Samsung’s Galaxy Note 7 Disaster: Exploding Phones And Confused Users
Both Apple and Samsung releasing or announcing new phones this past week and neither has gone particularly smoothly.
The iPhone 7 famously has no headphone jack, which people are very upset about.
Now the Samsung Galaxy Note 7 has been called back due to the risk of explosion.
Yes, you read that right.
Despite the callback Apteligent, Samsung’s mobile analytics company, claimed the usage rate has been nearly the same since the notice.
Whether or not this data is correct, it is clear there are issues with the recall itself.

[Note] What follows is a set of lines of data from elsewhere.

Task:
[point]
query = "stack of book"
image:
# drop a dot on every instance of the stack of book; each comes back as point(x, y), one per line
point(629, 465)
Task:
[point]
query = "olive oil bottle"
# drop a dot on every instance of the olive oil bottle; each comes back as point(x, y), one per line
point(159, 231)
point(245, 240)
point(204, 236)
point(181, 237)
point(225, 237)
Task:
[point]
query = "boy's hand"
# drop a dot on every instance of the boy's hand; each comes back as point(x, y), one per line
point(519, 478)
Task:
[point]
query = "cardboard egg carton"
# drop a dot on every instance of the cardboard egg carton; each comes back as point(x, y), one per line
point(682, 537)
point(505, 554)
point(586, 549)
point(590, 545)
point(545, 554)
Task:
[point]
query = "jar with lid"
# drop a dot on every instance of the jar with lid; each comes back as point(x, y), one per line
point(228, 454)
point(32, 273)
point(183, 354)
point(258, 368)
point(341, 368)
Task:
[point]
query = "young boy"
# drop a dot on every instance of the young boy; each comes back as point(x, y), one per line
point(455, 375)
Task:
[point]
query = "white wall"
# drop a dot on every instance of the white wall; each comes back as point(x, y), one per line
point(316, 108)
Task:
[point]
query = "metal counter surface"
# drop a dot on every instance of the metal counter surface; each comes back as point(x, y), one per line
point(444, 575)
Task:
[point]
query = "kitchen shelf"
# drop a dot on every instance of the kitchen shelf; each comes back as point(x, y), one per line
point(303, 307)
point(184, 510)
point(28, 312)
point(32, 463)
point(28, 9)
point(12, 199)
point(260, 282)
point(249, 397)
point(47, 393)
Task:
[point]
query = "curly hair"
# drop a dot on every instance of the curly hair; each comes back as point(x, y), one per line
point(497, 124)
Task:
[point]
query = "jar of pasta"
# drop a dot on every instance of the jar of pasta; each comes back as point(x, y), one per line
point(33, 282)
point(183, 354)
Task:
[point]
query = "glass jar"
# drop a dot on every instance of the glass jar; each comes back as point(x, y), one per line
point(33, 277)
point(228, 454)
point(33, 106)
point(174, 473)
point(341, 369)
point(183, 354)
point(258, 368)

Samsung has repeatedly release statements that are contradictory or vague.
Samsung’s initial recall was nothing more than a suggestion that users may want to switch their phones and that Samsung would, “voluntarily replace [users’] current device with a new one over the coming weeks.”
One week later and Samsung called for a total recall, even imploring Note 7 owners to immediately power down their devices.
Because Samsung requires a verification from the Consumer Product Safety Commission (CPSC) to issue a return or a swap of device, most users are left with an indefinite waiting period for a possibility of getting a replacement.
In South Korea, Samsung released a software update that limits the phone’s charge at 60% to avoid further cases of overheating – however, this patch has yet to be introduced in other countries.
With little transparency behind the issue of the overheating devices and process to acquire a new one, few users are inclined to return the phone despite the risk.
If the phone is truly dangerous and the battery is prone to spontaneous combustion, it is probably time to sort out how to get these phones out of users hands.